Correlated Gaussian

**HUY** · 11-19-13, 01:29 PM

You mean modelling the distribution of the scores as a bivariate gaussian distribution? If so, I've gone down that way a few times. What exactly are you trying to do?

**flsaders85** · 11-19-13, 03:26 PM

I'm using multinomial logistic regression to predict points distribution (0,1,2,3) within a possession and pace. I noticed my absolute error is higher in games with big point spreads. Somebody referred me to correlated gaussian to reduce my prediction error...especially in games with big point spreads. Correlated gaussian accounts for the tendency of teams to play to the level of their competition...which will affect games with larger points. Below is he source of the formula via Dean Oliver. It's proven to be slightly more accurate than Pythag.

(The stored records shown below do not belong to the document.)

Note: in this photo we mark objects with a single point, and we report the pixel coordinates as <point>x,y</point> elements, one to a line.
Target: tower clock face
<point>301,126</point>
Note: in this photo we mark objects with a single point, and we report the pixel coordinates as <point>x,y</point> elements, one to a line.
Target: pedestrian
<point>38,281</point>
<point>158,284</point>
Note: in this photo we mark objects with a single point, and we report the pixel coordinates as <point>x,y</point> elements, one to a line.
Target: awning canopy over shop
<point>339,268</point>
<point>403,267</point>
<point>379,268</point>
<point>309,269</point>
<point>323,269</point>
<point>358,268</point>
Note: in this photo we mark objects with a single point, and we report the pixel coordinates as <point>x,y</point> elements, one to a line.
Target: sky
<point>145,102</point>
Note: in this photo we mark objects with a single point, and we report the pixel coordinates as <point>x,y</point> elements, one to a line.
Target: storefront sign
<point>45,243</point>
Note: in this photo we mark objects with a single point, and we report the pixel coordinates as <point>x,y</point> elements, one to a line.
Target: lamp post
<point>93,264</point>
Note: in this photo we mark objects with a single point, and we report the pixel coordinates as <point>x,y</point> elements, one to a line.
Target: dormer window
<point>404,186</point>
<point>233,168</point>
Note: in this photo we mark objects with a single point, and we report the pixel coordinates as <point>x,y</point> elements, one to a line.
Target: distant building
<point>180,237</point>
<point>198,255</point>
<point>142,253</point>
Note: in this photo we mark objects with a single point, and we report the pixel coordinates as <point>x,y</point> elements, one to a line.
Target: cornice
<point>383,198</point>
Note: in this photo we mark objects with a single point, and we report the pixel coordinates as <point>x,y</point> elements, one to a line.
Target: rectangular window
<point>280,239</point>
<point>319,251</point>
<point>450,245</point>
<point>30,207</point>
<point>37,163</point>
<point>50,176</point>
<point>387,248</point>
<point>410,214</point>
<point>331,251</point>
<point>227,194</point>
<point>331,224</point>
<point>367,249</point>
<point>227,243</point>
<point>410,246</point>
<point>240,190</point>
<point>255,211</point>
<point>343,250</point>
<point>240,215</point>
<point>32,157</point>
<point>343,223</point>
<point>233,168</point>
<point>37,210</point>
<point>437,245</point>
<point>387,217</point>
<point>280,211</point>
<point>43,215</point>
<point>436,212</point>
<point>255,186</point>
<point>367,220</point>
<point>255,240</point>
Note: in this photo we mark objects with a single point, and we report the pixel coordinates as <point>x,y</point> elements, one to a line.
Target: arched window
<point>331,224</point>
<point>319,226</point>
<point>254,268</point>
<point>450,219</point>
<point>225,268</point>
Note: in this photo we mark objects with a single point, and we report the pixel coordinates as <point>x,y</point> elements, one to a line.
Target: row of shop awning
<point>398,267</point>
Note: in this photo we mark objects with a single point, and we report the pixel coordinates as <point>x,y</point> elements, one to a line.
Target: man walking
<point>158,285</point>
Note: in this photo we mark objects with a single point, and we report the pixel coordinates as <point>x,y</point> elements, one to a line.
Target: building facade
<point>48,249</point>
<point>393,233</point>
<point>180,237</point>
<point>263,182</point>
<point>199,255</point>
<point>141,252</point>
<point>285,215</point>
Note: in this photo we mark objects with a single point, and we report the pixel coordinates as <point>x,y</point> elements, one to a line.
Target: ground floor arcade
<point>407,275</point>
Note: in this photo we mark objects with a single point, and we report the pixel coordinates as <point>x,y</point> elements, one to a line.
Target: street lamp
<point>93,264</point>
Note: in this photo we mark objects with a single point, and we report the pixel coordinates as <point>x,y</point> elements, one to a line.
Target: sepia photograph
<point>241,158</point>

I want to use the formula to predict win % of an individual game based on my game predictions. I'd like to plug in my predictions in the numerator and account of the consistency or lack of consistency in the denominator.

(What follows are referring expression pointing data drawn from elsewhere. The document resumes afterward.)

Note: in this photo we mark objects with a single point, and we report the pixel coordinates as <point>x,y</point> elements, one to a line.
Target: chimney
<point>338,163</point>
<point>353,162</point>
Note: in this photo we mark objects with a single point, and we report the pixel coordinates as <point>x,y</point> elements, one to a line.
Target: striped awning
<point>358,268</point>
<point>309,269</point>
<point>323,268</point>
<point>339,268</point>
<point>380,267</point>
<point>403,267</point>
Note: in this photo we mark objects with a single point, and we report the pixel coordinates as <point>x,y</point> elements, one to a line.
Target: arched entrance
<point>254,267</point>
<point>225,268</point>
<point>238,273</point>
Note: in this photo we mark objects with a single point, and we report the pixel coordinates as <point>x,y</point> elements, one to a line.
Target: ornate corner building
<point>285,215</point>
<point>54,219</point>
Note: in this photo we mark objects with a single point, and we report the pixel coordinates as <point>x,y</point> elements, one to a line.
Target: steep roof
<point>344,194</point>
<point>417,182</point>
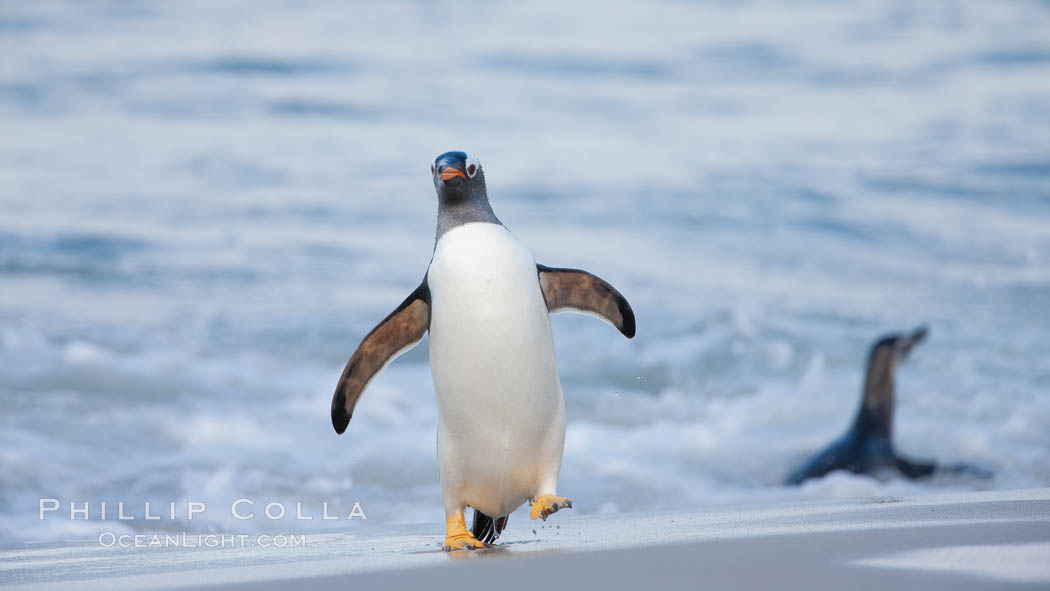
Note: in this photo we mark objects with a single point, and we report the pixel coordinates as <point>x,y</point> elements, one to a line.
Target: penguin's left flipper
<point>394,335</point>
<point>572,289</point>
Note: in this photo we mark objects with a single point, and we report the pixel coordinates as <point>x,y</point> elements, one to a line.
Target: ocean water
<point>204,208</point>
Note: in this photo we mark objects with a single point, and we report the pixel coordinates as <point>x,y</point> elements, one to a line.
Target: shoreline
<point>975,540</point>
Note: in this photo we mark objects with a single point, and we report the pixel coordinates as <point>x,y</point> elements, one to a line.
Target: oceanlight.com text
<point>110,540</point>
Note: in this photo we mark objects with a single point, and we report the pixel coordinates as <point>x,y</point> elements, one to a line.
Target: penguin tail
<point>486,529</point>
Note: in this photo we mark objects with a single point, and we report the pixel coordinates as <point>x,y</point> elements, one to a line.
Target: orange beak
<point>450,172</point>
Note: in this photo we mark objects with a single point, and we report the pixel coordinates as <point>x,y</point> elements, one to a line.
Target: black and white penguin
<point>867,447</point>
<point>485,302</point>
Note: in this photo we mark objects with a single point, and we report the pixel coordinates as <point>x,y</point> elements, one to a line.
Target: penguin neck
<point>875,419</point>
<point>455,213</point>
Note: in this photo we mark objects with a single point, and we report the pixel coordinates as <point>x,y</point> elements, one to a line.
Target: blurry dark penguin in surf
<point>867,447</point>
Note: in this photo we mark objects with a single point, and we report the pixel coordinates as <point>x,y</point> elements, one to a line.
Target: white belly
<point>501,409</point>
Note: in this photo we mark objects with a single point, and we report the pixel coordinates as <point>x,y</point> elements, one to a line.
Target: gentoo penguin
<point>501,412</point>
<point>867,447</point>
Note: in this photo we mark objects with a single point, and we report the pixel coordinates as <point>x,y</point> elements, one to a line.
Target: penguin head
<point>901,345</point>
<point>886,353</point>
<point>458,177</point>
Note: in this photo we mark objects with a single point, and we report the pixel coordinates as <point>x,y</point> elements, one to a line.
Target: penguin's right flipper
<point>571,289</point>
<point>395,335</point>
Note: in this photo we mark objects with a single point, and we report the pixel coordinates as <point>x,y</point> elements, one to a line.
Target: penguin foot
<point>457,537</point>
<point>547,504</point>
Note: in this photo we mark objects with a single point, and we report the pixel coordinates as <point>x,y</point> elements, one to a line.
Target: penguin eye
<point>471,165</point>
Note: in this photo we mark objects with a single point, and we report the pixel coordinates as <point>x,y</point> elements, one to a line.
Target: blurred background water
<point>205,206</point>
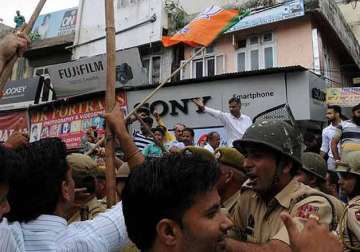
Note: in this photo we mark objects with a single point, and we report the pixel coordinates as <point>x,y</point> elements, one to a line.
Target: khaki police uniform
<point>234,159</point>
<point>88,211</point>
<point>259,222</point>
<point>349,227</point>
<point>84,167</point>
<point>338,205</point>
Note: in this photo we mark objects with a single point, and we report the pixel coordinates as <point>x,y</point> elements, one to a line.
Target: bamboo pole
<point>110,102</point>
<point>6,73</point>
<point>151,95</point>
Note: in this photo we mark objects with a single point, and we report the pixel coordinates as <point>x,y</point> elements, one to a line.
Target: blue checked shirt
<point>106,232</point>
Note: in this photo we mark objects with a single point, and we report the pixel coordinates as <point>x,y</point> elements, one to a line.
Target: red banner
<point>70,121</point>
<point>12,121</point>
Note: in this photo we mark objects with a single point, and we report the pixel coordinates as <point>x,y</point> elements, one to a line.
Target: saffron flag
<point>205,28</point>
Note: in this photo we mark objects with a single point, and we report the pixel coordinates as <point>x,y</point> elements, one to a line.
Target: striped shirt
<point>350,132</point>
<point>141,141</point>
<point>106,232</point>
<point>7,241</point>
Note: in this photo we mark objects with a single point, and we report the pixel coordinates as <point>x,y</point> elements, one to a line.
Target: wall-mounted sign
<point>70,121</point>
<point>276,13</point>
<point>20,91</point>
<point>56,24</point>
<point>346,97</point>
<point>10,121</point>
<point>89,75</point>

Correlated Gaussian Method

http://www.rawbw.com/~deano/helpscrn/corrgauss.html

**HUY** · 11-19-13, 05:07 PM

Originally posted by flsaders85

I'm using multinomial logistic regression to predict points distribution (0,1,2,3) within a possession and pace. I noticed my absolute error is higher in games with big point spreads. Somebody referred me to correlated gaussian to reduce my prediction error...especially in games with big point spreads. Correlated gaussian accounts for the tendency of teams to play to the level of their competition...which will affect games with larger points. Below is he source of the formula via Dean Oliver. It's proven to be slightly more accurate than Pythag.

I want to use the formula to predict win % of an individual game based on my game predictions. I'd like to plug in my predictions in the numerator and account of the consistency or lack of consistency in the denominator.

http://www.rawbw.com/~deano/helpscrn/corrgauss.html

Your denominator is:

SQRT[Var(Rtg)+Var(Opp.Rtg)-2*Cov(Rtg,Opp.Rtg)]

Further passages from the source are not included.